192.168.1.2 - - [10/Jun/2018:08:43:44 +0200] "GET /dependencies.html HTTP/1.1" 200 20174 "http://www.ccruncher.net/gstarted.html" "Mozilla/5.0 (X11; Fedora; Linux x86_64; rv:60.0) Gecko/20100101 Firefox/60.0"
192.168.1.2 - - [10/Jun/2018:08:44:01 +0200] "GET /ifileref.html HTTP/1.1" 200 57071 "http://www.ccruncher.net/dependencies.html" "Mozilla/5.0 (X11; Fedora; Linux x86_64; rv:60.0) Gecko/20100101 Firefox/60.0"
192.168.1.2 - - [10/Jun/2018:08:44:09 +0200] "GET /features.html HTTP/1.1" 200 8299 "http://www.ccruncher.net/ifileref.html" "Mozilla/5.0 (X11; Fedora; Linux x86_64; rv:60.0) Gecko/20100101 Firefox/60.0"
122.169.98.209 - - [10/Jun/2018:08:56:21 +0200] "GET / HTTP/1.0" 200 50 "-" "-"
176.62.87.189 - - [10/Jun/2018:09:15:08 +0200] "GET / HTTP/1.0" 200 50 "-" "-"
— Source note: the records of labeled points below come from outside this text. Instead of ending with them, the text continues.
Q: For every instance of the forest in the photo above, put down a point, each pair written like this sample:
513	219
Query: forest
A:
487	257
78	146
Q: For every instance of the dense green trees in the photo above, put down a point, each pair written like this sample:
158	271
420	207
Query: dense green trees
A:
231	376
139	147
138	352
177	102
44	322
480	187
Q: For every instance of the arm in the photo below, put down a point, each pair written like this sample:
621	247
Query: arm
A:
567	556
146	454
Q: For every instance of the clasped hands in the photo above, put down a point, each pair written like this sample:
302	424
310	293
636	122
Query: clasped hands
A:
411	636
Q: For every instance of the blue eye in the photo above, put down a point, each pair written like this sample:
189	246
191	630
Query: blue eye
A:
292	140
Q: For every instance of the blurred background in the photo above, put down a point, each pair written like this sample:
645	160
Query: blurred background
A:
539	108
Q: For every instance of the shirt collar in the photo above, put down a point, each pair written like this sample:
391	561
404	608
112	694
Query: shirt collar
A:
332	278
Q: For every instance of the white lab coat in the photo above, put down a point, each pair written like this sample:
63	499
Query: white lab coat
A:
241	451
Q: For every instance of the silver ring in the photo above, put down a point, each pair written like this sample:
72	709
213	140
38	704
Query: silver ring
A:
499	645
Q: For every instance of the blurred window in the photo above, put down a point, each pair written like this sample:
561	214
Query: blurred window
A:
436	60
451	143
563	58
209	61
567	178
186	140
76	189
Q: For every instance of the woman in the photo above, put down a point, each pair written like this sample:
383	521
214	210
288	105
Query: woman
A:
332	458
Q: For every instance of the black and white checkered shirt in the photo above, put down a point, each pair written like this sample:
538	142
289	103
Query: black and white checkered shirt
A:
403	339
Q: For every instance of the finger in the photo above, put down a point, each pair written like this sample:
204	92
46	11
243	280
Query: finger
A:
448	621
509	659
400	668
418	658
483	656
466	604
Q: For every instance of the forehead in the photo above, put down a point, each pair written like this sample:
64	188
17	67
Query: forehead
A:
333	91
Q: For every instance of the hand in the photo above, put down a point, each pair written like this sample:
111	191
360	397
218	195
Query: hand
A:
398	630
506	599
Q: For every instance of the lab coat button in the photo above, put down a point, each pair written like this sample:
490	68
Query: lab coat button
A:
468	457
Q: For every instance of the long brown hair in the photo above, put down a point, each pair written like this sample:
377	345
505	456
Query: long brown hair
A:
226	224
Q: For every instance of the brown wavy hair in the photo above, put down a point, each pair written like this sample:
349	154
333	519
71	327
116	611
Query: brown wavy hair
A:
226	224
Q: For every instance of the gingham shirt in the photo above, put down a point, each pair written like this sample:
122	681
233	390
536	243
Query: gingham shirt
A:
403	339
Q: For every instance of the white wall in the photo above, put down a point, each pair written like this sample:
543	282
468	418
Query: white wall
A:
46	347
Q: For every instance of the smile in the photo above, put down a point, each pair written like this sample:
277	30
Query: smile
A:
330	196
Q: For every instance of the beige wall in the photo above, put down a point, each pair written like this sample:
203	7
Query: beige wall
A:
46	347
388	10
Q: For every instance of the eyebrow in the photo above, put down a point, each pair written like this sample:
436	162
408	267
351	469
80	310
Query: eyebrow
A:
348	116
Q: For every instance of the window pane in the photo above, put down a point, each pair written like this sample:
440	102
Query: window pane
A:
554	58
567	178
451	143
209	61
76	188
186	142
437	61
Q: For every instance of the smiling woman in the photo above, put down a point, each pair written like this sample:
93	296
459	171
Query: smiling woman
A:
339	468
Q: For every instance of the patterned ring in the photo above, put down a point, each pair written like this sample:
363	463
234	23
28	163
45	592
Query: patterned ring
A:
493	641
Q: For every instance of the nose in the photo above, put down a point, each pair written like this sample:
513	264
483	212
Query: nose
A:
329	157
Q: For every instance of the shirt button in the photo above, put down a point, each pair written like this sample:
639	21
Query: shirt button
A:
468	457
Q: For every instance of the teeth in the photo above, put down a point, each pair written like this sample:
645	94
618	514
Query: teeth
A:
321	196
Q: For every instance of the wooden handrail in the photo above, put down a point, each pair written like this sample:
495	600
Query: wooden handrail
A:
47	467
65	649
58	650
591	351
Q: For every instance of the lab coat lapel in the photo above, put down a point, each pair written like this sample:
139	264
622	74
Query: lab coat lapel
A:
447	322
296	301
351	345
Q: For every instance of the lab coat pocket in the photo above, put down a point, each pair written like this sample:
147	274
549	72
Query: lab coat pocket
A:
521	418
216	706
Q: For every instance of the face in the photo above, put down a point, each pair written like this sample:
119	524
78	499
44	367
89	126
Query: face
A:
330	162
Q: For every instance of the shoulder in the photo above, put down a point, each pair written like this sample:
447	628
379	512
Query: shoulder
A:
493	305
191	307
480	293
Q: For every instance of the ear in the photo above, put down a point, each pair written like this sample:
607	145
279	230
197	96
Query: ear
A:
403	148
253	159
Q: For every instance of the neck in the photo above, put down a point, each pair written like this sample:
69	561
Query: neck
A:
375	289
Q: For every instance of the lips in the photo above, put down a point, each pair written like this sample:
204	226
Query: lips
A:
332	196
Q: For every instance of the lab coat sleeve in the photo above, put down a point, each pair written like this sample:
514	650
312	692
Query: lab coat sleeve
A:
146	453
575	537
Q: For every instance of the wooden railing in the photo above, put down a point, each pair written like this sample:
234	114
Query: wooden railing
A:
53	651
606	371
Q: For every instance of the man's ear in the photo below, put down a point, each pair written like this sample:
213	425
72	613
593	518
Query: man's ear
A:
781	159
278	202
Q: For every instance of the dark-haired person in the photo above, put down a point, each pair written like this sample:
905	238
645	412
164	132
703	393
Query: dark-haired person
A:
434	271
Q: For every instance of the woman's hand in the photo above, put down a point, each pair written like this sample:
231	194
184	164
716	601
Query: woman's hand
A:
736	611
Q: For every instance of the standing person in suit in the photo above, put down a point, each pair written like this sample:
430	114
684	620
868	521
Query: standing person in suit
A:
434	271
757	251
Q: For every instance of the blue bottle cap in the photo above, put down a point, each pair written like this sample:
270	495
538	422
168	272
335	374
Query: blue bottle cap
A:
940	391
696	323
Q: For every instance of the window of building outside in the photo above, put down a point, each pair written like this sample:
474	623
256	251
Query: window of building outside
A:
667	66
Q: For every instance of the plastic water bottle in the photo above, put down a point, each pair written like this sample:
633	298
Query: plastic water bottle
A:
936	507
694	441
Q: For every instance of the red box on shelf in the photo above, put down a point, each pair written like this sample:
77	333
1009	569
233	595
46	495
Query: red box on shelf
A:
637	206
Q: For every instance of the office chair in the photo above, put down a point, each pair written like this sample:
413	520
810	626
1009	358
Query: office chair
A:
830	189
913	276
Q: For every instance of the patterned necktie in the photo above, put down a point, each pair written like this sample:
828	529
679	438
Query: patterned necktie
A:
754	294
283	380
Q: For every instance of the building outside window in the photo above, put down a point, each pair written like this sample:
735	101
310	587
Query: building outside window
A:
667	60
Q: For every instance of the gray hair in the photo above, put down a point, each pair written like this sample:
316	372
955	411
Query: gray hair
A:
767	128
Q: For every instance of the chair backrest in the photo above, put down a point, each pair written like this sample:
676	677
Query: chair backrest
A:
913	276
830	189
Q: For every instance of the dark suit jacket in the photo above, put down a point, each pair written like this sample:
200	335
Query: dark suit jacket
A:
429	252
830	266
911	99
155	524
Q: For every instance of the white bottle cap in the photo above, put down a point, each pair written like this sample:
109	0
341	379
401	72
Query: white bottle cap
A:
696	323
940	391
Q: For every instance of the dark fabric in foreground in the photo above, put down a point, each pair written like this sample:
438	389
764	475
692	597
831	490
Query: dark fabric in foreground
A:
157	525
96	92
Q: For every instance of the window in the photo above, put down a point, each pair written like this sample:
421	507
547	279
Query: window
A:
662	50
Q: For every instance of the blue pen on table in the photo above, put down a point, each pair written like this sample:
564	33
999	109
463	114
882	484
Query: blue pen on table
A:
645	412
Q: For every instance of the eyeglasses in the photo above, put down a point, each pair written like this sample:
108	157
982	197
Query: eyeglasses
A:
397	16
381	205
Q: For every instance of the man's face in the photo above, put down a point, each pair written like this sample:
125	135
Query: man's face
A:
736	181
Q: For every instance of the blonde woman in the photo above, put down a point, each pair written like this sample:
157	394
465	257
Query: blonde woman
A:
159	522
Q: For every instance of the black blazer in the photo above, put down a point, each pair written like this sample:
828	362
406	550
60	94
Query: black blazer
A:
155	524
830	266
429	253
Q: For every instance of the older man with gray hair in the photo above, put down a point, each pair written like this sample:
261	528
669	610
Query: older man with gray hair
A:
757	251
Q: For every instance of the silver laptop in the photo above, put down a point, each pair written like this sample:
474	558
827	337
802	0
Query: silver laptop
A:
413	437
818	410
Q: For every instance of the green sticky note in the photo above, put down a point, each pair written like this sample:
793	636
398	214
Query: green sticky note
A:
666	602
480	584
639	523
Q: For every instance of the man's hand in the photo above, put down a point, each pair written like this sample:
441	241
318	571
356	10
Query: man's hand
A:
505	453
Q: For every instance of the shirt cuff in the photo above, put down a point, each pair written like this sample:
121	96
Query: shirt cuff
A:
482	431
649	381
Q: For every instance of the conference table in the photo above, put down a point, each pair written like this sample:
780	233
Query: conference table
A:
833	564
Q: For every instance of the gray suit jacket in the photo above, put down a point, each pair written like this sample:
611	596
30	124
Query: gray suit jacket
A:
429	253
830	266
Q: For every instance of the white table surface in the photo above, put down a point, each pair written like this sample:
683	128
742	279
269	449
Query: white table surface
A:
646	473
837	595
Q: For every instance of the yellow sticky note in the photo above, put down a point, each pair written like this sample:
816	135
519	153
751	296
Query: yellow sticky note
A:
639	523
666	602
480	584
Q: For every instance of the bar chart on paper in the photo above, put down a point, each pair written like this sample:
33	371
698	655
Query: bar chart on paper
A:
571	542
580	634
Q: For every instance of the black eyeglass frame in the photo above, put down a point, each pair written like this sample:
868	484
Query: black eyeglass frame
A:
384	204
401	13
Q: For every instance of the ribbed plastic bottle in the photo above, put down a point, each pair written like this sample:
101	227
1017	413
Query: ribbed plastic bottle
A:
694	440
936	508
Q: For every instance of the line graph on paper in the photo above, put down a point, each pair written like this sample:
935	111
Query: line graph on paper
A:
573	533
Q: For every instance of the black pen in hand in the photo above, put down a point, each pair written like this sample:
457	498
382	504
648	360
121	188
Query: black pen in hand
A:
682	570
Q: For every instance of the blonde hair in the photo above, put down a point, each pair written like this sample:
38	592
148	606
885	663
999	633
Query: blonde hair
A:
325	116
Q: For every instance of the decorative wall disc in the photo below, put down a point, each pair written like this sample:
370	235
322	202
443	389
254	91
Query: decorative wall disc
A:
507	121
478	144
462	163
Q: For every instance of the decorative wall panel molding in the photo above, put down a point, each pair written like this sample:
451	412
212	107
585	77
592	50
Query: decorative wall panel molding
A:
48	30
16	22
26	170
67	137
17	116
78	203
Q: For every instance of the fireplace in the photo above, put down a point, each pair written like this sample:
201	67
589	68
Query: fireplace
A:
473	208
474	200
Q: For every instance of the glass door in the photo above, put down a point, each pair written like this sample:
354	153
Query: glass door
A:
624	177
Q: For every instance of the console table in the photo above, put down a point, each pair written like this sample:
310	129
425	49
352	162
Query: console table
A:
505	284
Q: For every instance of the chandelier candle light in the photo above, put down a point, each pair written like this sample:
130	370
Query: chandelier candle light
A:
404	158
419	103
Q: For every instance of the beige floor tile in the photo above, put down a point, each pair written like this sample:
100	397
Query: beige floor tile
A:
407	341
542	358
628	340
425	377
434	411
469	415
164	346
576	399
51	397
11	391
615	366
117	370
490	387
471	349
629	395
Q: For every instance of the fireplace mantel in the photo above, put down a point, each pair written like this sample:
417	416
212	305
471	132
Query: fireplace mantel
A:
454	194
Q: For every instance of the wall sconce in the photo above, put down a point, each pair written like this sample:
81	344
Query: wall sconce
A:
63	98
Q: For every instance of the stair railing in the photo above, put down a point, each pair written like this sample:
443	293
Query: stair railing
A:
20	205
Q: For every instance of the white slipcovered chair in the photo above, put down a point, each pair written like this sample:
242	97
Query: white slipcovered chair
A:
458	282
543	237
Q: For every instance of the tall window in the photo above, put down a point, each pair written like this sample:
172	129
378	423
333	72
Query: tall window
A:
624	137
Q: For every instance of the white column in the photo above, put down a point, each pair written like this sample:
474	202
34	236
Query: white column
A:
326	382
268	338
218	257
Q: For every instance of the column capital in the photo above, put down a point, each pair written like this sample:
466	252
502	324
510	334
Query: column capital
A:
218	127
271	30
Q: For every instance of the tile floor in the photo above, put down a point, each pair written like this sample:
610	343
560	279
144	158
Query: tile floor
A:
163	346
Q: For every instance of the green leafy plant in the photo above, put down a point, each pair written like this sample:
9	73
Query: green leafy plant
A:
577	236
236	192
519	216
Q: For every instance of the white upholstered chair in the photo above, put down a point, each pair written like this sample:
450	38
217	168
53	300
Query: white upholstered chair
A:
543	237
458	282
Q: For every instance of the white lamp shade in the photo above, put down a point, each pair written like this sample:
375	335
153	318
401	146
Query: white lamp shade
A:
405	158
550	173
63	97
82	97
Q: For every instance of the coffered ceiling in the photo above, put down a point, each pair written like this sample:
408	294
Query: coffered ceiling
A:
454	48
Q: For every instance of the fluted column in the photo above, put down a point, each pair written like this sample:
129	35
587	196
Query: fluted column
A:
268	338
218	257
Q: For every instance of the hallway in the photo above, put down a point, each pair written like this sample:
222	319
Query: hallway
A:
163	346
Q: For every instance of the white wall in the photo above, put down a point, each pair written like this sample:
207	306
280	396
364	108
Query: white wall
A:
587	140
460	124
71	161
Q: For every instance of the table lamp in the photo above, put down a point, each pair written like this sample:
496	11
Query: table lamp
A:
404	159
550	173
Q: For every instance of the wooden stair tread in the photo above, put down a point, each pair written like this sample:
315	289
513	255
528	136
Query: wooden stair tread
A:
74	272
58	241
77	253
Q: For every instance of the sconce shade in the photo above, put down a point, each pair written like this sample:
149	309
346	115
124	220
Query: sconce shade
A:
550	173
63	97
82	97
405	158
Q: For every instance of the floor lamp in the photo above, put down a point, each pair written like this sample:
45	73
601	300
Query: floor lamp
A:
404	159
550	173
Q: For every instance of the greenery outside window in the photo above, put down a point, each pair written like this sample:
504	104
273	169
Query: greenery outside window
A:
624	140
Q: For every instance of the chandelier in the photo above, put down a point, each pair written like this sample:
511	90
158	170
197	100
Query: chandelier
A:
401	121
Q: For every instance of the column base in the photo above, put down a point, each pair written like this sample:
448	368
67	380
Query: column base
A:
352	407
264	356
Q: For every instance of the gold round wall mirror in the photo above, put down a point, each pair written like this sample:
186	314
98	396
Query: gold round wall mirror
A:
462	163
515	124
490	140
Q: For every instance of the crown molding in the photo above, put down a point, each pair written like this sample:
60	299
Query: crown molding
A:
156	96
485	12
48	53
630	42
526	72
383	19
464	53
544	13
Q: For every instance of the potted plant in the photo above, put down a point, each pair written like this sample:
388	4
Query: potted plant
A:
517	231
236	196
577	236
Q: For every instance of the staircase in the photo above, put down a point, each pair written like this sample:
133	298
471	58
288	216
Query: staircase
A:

Check that your httpd.conf contains the following lines:

LogFormat "%h %l %u %t \"%r\" %>s %b \"%{Referer}i\" \"%{User-Agent}i\"" combined
CustomLog "logs/access_log" combined

A basic configuration file showing the capabilities of log2pg:

syslog = {
  facility = "local7";
  level = "info";
  tag = "log2pg";
};

database = {
  connection-url = "postgresql://log2pg:log2pg@localhost:5432/log2pg";
  retry-interval = 10000; // 10 seconds
  max-failed-reconnections = 3;
  transaction = {
    max-inserts = 10000;
    max-duration = 2000;  // 2 seconds
    idle-timeout = 500;   // 0.5 seconds
  };
};

files = (
  {
    path = "/var/log/httpd/access_log";
    format = "httpd_access";
    table = "httpd";
    discard = "access_log.l2p";
  }
);

formats = (
  {
    name = "httpd_access";
    values = "^(?<hostname>[^ \\t]+)[ \\t]+"
             "(?<identd>[^ \\t]+)[ \\t]+"
             "(?<userid>[^ \\t]+)[ \\t]+"
             "\[(?<rtime>[^\]]+)\][ \\t]+"
             "\"(?<request>[^\"]*)\"[ \\t]+"
             "(?<status>[0-9-]+)[ \\t]+"
             "(?<bytes>[0-9-]+).*$";
    ends = "\\n";
  }
);

tables = (
  {
    name = "httpd_access";
    sql = "insert into t_httpd_access(hostname, identd, userid, rtime, request, status, bytes, referer, useragent) "
          "values($hostname, $identd, $userid, to_timestamp($rtime, 'DD/Mon/YYYY:HH24:MI:SS'), $request, "
          "NULLIF($status, '-')::integer, NULLIF($bytes, '-')::integer, $referer, $useragent)";
  }
);

Technical Description

Log2pg is coded in C following a class-like coding style (struct + functions). The main components and their relationships are shown below.

schema

Built With

Log2pg relies on the following projects:

  • inotify. A Linux kernel subsystem to report filesystem changes to applications.
  • syslog. The the-facto standard logging solution on Unix-like systems.
  • libpq. The C application programmer's interface to PostgreSQL.
  • pcre2. A library that implement regular expression pattern matching using the same syntax and semantics as Perl 5.
  • libconfig. A simple library for processing structured configuration files.

Authors

  • Gerard Torrent - Initial work - torrentg

License

This project is licensed under the GNU GPL v2.0 License - see the LICENSE file for details.